Senza meccanismi, né adempimenti che non ci riguardano
(Mt 17,22-27)
Anche i giudei dispersi nel mondo romano pagavano un’imposta annuale per il mantenimento del Tempio, che in realtà non figurava fra i contributi obbligatori previsti nella Torah (Es 30,11-16).
I convertiti alla nuova Fede in Cristo di Galilea e Siria si chiedevano se avessero ancora l’obbligo di continuare a pagare il balzello, per il luogo di culto e la classe sacerdotale.
La cifra dovuta era pur accessibile [si trattava di una somma pari a un paio di giornate di lavoro].
Gesù esprime la sua opinione attraverso un’analogia.
Roma aveva concesso l’amministrazione della Palestina a monarchi, principi e tetrarchi. I sudditi erano obbligati a pagare le imposte, esclusi i cittadini romani.
Il giovane Rabbi afferma: come coloro che possedevano la cittadinanza giuridica di Roma erano esenti dai tributi imposti ai giudei dai loro governanti, così i figli [nelle comunità di Mt, giudeo cristiani] dovevano essere esenti dalle imposte relative al Tempio.
Ma era forse opportuno esprimere un atteggiamento di rispetto circa un obbligo legale.
Dal tono e composizione del testo sembra però che tale criterio di lealismo verso le istituzioni si sia innestato su un precedente detto di Gesù, riguardante la totale libertà nei confronti del Santuario.
Egli intendeva sostituirlo in termini vitali: con la sua Persona e quella dei suoi intimi. Spazzandone via i manierismi artificiosi ed esterni.
In merito alla Cristologia specifica del brano, essa è nota: il Signore provvede e “paga” per i suoi amici (v.27).
Infatti l’acronimo di «pesce» in lingua greca [«ichthys»: Iēsous Christos Theou Yios Sōtēr] ha il significato di Gesù Messia Figlio di Dio Salvatore. Simbolo della Fede.
In tal guisa, l’autentico impegno dei figli sarà quello di manifestare un Volto di Dio assolutamente diverso da quello diffuso nella mentalità dell’oriente antico e mesopotamico.
Il Padre infatti non siede in una Nube percorsa da fulmini; non brama il titolo di «Grande» che richiama l’idea di forza tremenda, potenza terrificante, rapidità dirompente.
No, non è questa la ‘precedenza’ dell’uomo divino e dell’Altissimo. Egli nei suoi offre redenzione, e paga il tributo per tutti.
Beninteso, la Salvezza non è un meccanismo estrinseco, solo vicario.
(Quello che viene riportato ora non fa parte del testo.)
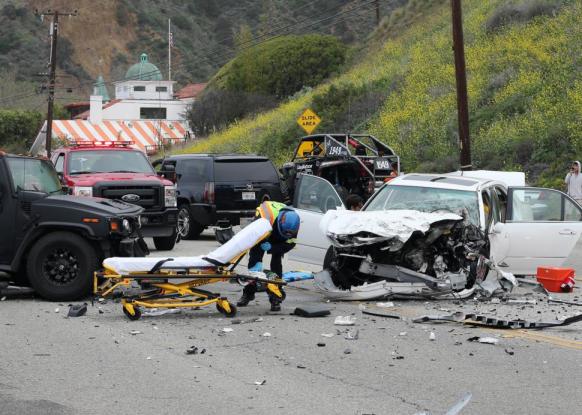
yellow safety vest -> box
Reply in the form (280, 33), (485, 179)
(255, 201), (296, 244)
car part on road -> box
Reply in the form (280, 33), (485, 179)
(292, 306), (331, 317)
(413, 312), (582, 329)
(67, 304), (88, 317)
(215, 225), (235, 245)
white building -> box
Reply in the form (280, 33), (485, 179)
(31, 53), (205, 155)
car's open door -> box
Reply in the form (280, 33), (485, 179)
(289, 174), (344, 265)
(490, 187), (582, 275)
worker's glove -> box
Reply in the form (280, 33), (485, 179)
(260, 242), (272, 252)
(248, 262), (263, 272)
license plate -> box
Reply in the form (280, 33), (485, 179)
(242, 192), (256, 200)
(240, 217), (253, 228)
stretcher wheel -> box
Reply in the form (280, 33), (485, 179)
(123, 304), (142, 321)
(216, 301), (237, 317)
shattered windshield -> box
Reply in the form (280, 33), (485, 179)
(7, 157), (63, 194)
(68, 150), (155, 175)
(365, 185), (480, 226)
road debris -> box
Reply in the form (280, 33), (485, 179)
(142, 308), (181, 317)
(262, 332), (272, 337)
(185, 346), (206, 355)
(360, 307), (400, 319)
(467, 336), (499, 345)
(429, 332), (436, 341)
(334, 316), (356, 326)
(321, 333), (334, 338)
(376, 302), (394, 308)
(317, 342), (326, 347)
(399, 332), (407, 336)
(231, 317), (263, 324)
(67, 304), (87, 317)
(221, 328), (234, 333)
(54, 308), (60, 313)
(292, 305), (331, 317)
(344, 329), (359, 340)
(254, 380), (267, 386)
(130, 330), (142, 335)
(343, 348), (352, 354)
(414, 312), (582, 329)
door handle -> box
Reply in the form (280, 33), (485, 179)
(559, 229), (576, 235)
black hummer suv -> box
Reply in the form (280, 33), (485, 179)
(156, 154), (284, 239)
(0, 153), (146, 301)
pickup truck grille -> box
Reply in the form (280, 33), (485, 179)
(96, 185), (162, 210)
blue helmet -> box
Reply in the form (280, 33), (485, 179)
(277, 209), (300, 239)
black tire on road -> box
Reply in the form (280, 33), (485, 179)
(26, 231), (98, 301)
(153, 229), (177, 250)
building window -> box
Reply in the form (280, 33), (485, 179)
(133, 85), (146, 92)
(140, 107), (167, 119)
(155, 86), (168, 92)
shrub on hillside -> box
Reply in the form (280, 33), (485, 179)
(188, 90), (277, 137)
(485, 0), (565, 32)
(209, 34), (346, 99)
(0, 110), (43, 151)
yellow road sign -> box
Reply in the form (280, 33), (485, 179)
(297, 109), (321, 135)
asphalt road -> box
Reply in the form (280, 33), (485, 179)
(1, 232), (582, 414)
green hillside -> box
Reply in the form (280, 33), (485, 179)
(180, 0), (582, 187)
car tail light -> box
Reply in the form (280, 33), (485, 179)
(203, 182), (215, 204)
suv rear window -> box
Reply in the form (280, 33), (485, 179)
(214, 160), (279, 182)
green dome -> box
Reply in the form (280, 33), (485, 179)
(124, 53), (163, 81)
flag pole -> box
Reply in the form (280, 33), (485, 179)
(168, 18), (172, 81)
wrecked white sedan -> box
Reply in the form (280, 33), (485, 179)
(289, 173), (582, 299)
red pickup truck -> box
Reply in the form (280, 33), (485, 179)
(51, 141), (178, 250)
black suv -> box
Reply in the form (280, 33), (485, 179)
(156, 154), (284, 239)
(0, 153), (146, 301)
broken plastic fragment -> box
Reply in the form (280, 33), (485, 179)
(262, 332), (272, 337)
(130, 330), (142, 335)
(67, 304), (87, 317)
(321, 333), (334, 338)
(345, 329), (359, 340)
(221, 328), (234, 333)
(467, 336), (499, 345)
(334, 316), (356, 326)
(376, 301), (395, 308)
(254, 380), (267, 386)
(429, 332), (436, 341)
(143, 308), (181, 316)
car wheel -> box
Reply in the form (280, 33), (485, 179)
(177, 205), (192, 239)
(177, 204), (204, 240)
(26, 231), (98, 301)
(153, 229), (177, 250)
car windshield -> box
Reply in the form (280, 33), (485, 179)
(7, 157), (63, 194)
(365, 184), (480, 225)
(68, 150), (155, 174)
(214, 160), (278, 182)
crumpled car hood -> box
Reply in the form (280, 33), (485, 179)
(321, 209), (463, 247)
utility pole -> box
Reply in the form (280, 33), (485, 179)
(35, 9), (77, 158)
(375, 0), (381, 26)
(451, 0), (472, 171)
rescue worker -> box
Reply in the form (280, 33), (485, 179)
(237, 201), (300, 311)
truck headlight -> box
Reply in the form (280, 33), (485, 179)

La Redenzione è Cuore, non un “vestito”.
Il «Figlio dell’uomo» non assume azioni standard; ci educa: affina la consapevolezza personale, e della nostra condizione.
Non lo fa per paternalismo, né per coprirci di accuse moraliste: consente di amare, scavalcando il formalismo nel rapporto col Padre.
La sua Presenza di Agnello che offre tutto di sé - anche la pelle - interpella l’umanità e la guida a riflettere sulla sua realtà, precaria anche nel cuore.
Coscienza d’incompletezza che può attivare ciò che conta: il cammino di Esodo, convinto, coinvolgente - a partire dal Centro di sé, piuttosto che da esteriorità legali.
Senza adempimenti che non ci riguardano.